Since \(10 =8+2 = 2^3 +2^1\) then \(2^3<10<2^4\) We can say that $\( \frac{2^N }{2^4} < \frac{2^N }{10} < \frac{2^N }{2^3} \)$

\[ 2^{N-4} < \frac{2^N }{10} < 2^{N-3} \]

so if we want:

\[ 2^{52} <= \frac{2^N }{10} < 2^{53} \]

then best \(N\) is 56, but we can check it.

2**52 <= 2**56 //10 < 2**53

Now we can get the number we will use for \(J\). We want to get as close to .1 with our fraction as possible, so

q,r = divmod(2**56,10)

Then we check the remainder to decide if we should round up by 1 or not.

r

\( 6 > 5 = \frac{10}{2}\) so we round up

q+1

then we chan check the length in bits of that number

len(bin(q+1))-2
bin(q+1)

We need \(52-e+1023 = 56\) so

52-56+1023

Python doesn’t provide a binary reprsentation of floats, but it does provide a hex representation.

float.hex(.1)

If we tak the binary above, it matched this for the part before the p. 0b1 1001 1001 1001 1001 1001 1001 1001 1001 1001 1001 1001 1001 1010

after the p is the exponent of \(-4 = 1019-1023\). Which matches the approximation we found.

(q+1)/2**56 == .1

this confirms that the approximaiton we found is the same as the float representation of .1.

format(.1, '.17f')

We can also use built in classes to get at the needed quantitites

20.5. Example In Python#

Python 3.8.3 (default, Jul  2 2020, 11:26:31) 
[Clang 10.0.0 ] :: Anaconda, Inc. on darwin
Type "help", "copyright", "credits" or "license" for more information.
>>> 2**11
2048
>>> 2**10
1024
>>> .1 + .1 + .1
0.30000000000000004
>>> .1 + .1 + .1 == .3
False
>>> .3
0.3
>>> .1
0.1
>>> round(.1,1) *3 ==round(.3,1)
False
>>> round(.1*3, 1) 
0.3
>>> q,r =divmod(2**56,10)
>>> q
7205759403792793
>>> r
6
>>> J = q+1
>>> len(bin(J))
55
>>> 52-56+1023
1019
>>> float.hex(.1)
'0x1.999999999999ap-4'
>>> 1019-1023
-4
>>> (q+1)/2**56 == .1
True
>>> from decimal import Decimal
>>> from fractions import Fraction
>>> Fraction.from_float(.1)
Fraction(3602879701896397, 36028797018963968)
>>> q+1/2
7205759403792794.0
>>> q+1/4
7205759403792793.0
>>> (q+1)2
  File "<stdin>", line 1
    (q+1)2
         ^
SyntaxError: invalid syntax
>>> (q+1)/2
3602879701896397.0
>>> Fraction.from_float(.1)
Fraction(3602879701896397, 36028797018963968)
>>> exit()

20.6. Review today’s class#

Free. You may do the following as a bonus practice badge though.

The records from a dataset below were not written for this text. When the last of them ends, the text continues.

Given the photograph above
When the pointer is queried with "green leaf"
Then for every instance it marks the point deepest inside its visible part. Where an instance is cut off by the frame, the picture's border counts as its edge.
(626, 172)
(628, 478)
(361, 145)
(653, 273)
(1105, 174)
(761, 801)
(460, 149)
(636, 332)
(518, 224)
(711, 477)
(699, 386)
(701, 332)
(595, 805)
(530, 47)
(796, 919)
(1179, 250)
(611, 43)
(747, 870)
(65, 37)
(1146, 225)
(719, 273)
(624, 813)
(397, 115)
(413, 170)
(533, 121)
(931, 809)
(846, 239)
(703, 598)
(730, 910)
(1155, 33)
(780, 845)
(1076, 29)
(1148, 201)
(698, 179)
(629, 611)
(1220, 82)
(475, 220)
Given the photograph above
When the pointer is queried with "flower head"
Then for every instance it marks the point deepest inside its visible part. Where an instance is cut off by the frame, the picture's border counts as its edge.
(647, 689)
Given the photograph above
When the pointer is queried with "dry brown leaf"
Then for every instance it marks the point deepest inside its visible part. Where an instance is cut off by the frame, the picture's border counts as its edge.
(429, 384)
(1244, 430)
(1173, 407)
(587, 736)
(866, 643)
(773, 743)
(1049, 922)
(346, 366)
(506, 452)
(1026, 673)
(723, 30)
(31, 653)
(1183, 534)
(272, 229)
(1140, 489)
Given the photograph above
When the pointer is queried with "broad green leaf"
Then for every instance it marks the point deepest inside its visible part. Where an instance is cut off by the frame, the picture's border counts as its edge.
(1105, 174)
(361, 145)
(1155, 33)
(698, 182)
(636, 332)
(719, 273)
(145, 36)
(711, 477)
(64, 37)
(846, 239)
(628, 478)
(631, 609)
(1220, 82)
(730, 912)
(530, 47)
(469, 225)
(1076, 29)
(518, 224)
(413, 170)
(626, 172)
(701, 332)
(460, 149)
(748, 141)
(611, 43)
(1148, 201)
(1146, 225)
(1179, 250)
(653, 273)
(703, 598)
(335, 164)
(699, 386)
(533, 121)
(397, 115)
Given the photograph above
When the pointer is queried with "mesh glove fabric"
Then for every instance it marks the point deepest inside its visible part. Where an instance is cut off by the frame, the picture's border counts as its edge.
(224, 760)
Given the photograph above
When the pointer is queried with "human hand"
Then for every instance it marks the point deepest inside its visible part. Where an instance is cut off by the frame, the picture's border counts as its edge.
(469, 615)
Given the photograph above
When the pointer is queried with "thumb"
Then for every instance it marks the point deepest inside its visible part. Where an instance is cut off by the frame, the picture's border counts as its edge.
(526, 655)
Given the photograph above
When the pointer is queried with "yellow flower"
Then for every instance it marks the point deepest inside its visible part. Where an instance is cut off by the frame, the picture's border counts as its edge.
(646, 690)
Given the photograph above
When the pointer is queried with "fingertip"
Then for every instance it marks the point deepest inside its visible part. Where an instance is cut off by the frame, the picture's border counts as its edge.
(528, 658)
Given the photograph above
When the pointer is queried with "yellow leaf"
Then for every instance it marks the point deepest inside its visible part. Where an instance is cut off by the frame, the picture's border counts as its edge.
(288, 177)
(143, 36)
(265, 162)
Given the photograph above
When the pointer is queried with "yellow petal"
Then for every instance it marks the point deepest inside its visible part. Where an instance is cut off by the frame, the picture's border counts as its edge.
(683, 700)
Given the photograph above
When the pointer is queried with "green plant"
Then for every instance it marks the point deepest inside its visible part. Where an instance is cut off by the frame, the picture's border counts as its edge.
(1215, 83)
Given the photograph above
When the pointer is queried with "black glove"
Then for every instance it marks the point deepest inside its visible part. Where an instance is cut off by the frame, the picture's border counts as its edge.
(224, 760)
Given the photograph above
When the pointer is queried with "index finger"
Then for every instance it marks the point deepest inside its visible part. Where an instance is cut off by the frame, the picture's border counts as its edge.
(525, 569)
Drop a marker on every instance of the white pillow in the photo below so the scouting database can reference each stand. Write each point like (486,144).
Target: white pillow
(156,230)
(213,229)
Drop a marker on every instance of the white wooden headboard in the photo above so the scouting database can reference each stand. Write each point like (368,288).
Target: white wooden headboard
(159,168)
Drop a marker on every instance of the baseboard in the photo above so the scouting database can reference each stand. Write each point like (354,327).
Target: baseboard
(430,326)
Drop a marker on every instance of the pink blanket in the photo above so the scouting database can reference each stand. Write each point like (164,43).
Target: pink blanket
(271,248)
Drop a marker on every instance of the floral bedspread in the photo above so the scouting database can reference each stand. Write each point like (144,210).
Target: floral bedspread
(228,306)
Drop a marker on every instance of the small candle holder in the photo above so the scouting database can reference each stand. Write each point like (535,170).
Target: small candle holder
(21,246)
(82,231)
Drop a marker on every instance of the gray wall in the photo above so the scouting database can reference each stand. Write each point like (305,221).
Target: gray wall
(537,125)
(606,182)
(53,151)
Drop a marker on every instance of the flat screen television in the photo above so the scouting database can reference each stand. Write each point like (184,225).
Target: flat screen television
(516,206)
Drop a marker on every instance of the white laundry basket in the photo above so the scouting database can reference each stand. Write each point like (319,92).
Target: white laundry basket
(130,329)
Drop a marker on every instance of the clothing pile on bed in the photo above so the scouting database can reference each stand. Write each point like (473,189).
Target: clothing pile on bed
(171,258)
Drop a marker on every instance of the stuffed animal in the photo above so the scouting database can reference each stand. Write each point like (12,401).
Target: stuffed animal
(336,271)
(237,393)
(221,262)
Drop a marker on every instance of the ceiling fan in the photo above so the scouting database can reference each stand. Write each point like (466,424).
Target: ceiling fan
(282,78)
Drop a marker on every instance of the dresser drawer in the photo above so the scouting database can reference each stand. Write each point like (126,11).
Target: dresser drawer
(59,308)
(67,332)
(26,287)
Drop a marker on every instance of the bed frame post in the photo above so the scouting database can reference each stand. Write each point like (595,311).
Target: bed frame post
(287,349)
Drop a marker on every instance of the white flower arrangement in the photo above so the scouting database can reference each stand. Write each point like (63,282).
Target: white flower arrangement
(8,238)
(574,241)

  1. Write a C program to compare values as doubles and as float (single precision/32bit) to see that this comparison issue is related to the IEEE standard and is not language specific. Make notes and comparison around its behavior and include it in a code cell in cdouble.md

20.7. Prepare for Next Class#

None, come as you are.

20.8. More Practice#

Free. You may do the following as a bonus practice badge though.

  1. Write a C program to compare values as doubles and as float (single precision/32bit) to see that this comparison issue is related to the IEEE standard and is not language specific. Make notes and comparison around its behavior and include it in a code cell in cdouble.md

  2. In floatexpt.md design an experiment using the fractions.Fraction class in python that shows helps illustrate how .1*3 == .3 evaluates to False but .1*4 ==.4 evaluates to True.

20.9. Experience Report Evidence#

Nothing separate

20.10. Questions After Today’s Class#

Post manually for a community badge.